IRMA v Eircom

I can’t help but think that the settlement reached in the IRMA v Eircom case is going to be bad for Irish citizens. It’s not clear to me why Eircom capitulated but I presume their legal advisors believed a win was unlikely. . Silicon Republic has a piece here regarding the recent “landmark settlment”
The settlement isn’t actually a “precedent” as such but it does make it unlikely that other ISP’s wouldn’t atttempt a defence suggesting they didn’t have any responsibility for their customers’ actions using their access networks. Pity, it’s a bit like holding the roads authority liable for losses arising from bad driving. Maybe that would be a good idea 🙂
The problem that I have with this settlement is that it’s private in both its complete terms and the outline of its implementation. It’s unclear how Eircom will implement the suggested 3 strikes policy. I simply don’t trust the music companies or any company they subcontract to reliably identify those participating in P2P filesharing activities. Recollections of unscrupulous activities on behalf of the RIAA abound.
Evidence of false accusations arising from a similar activity in the US have already been documented. See el reg for more info. .
So under the recent settlement, as it’s been detailed so far, an Eircom ISP customer can be disconnected based on accusations, nothing more. The state is not involved in investigating and verifying these accusations. No coherent case is necessary beyond a computer log provided by DetecNet or whoever is subcontracted to provide this service. Quite frankly, that sucks.
Readers of this blog will notice that I normally come down hard on all forms of “freetardation” or the belief that people should be able to rip off other people’s products because it’s technically possible to do so. I’m not sorry for the publishers who find themselves as technological dinosaurs struggling to adapt. Their businesses will change. Some will prosper and some will die. Technology will always dramatically change some businesses. It’s the artists I feel most sorry for as they should be rewarded for their creative works.
This settlement doesn’t really further their rights however. The EU Parliament has already voted against such 3 strikes rules which have been introduced in France. Also described here. The EU parliament reasonably decided that only a judicial process should be able to disconnect someone from the internet. This is reasonable for democratic reasons. Think about the democratic abuse possible when citizens can be disconnected based on unsubstantiated accusations.

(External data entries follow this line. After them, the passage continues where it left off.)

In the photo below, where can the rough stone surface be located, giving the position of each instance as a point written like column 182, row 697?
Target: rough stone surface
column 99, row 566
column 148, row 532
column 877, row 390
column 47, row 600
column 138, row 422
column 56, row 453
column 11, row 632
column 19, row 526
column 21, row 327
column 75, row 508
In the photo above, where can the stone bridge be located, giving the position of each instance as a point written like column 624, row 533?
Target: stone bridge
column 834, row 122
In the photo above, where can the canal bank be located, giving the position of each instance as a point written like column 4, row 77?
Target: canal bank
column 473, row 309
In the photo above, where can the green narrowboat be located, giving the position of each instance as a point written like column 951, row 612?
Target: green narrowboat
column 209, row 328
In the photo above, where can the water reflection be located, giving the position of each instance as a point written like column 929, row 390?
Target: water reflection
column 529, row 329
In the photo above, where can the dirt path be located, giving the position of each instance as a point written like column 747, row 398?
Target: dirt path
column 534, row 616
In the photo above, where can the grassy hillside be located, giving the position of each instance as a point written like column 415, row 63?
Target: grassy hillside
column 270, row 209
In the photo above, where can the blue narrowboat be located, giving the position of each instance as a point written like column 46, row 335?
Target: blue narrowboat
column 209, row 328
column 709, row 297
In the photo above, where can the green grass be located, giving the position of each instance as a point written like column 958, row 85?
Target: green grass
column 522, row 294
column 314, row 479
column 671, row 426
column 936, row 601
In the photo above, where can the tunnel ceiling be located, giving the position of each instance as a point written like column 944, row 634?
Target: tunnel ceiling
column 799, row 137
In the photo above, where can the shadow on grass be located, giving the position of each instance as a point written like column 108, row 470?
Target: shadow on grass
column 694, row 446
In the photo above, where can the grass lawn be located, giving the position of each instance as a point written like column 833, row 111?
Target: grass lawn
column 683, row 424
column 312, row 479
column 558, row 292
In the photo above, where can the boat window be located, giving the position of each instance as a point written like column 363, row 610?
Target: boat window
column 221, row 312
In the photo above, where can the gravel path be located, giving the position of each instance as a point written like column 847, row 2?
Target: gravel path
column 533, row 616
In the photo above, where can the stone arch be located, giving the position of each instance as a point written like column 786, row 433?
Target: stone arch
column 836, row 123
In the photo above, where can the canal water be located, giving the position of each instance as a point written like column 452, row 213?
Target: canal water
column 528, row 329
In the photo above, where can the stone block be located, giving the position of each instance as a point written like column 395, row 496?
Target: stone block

If it happened in China we’d be agressively pointed fingers.
However, the European Commission, are doing their level best to overturn the amendment which would remove all obligation from ISP’s for content filtering and summary disconnection. This, in a nutshell, is why I’m going to vote NO for a second time to Lisbon. The European Parliament undoubtedly has a conscience but the Commission panders to big business, the larger EU countries and isn’t too concerned with the idea of separation of powers.
The media publishing companies might be over the moon but we now have a settlement where a disproporationate penalty can be imposed on any individual or business which is accused of engaging in this illegal activity without the oversight of the judiciary. Just because the publishers are sustaining loss doesn’t mean they should be able to act unilaterally or suspend the judicial process.
I sincerely hope one of the Irish ISP’s decides to fight this case rather than acquiesce.